Cours complet de CEJM — Auteurs & Théories clés pour le BTS SAM. Révise efficacement avec StudentAI.
Herbert Simon (1916-2001), Prix Nobel de la paix en 1978, est un pionnier dans le domaine de la théorie des décisions et un des fondateurs de l'économie comportementale. Sa contribution majeure réside dans la critique de la rationalité parfaite, qui est au cœur de nombreuses théories économiques et de gestion.
La théorie classique suppose qu'un décideur est omniscient, capable de connaître toutes les options possibles et d'évaluer chacune d'elles pour choisir l'option optimale. Cependant, Simon démontre que cette vision est irréaliste. En effet, dans le monde réel, les décideurs font face à des limitations qui les empêchent d'agir de manière parfaitement rationnelle.
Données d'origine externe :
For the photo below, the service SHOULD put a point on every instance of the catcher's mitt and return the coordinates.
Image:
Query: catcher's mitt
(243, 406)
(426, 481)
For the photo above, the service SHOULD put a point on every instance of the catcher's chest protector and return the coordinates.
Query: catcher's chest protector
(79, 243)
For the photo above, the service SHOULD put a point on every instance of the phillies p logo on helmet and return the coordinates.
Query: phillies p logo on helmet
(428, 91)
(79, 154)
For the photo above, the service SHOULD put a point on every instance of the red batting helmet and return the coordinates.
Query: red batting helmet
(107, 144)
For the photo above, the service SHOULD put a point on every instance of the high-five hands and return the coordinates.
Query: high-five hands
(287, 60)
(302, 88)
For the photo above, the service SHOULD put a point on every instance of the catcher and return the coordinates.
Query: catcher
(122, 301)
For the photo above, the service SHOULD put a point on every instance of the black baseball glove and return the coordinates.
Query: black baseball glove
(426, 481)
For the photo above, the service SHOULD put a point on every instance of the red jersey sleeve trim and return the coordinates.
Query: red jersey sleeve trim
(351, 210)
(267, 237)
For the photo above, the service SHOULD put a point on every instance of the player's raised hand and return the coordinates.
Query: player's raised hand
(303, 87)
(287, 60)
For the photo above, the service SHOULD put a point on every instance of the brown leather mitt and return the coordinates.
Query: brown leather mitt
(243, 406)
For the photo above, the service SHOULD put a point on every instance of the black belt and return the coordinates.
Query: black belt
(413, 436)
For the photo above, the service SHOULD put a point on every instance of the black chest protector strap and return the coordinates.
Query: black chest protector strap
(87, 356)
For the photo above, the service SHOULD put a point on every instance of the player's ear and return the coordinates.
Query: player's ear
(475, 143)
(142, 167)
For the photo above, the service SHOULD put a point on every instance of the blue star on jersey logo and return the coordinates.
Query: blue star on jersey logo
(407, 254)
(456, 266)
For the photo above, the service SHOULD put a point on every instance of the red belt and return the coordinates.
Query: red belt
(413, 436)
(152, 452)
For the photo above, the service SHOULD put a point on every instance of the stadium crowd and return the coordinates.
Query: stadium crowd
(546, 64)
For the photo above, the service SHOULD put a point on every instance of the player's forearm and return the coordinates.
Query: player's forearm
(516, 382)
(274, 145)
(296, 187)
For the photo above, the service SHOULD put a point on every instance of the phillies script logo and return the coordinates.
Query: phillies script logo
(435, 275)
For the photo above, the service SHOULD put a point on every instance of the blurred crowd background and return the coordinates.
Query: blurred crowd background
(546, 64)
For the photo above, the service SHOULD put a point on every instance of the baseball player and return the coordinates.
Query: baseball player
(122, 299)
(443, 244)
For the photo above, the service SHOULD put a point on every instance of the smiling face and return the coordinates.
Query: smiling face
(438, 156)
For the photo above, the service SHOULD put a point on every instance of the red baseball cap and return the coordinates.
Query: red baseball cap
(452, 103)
Prenons l'exemple d'un responsable des achats dans une entreprise. Selon la théorie classique, il devrait analyser tous les fournisseurs disponibles et choisir celui qui offre le meilleur rapport qualité-prix. Cependant, il ne peut pas connaître tous les fournisseurs possibles, ni toutes les spécificités de leurs offres. Cela illustre bien la critique de Simon : la rationalité parfaite est une fiction. Par exemple, un responsable peut être conscient de plusieurs fournisseurs, mais certains peuvent ne pas être visibles à cause de la segmentation du marché ou d'un manque de recherche approfondie.
| Critère |
| ---------------------- | ------------------------------- |
| Coût | 10% moins cher que la moyenne |
| Qualité | Note de 4 sur 5 |
| Réputation | Recommandé par 80% des clients |
Simon introduit le concept de rationalité limitée, qui se compose de trois limites principales que rencontre un décideur :
1. Information incomplète : Le décideur ne connaît pas toutes les options disponibles. Par exemple, un manager peut être au courant de certains fournisseurs, mais pas de tous ceux qui existent sur le marché. Cela peut également inclure des informations sur les tendances du marché ou des innovations qui pourraient influencer le choix du fournisseur.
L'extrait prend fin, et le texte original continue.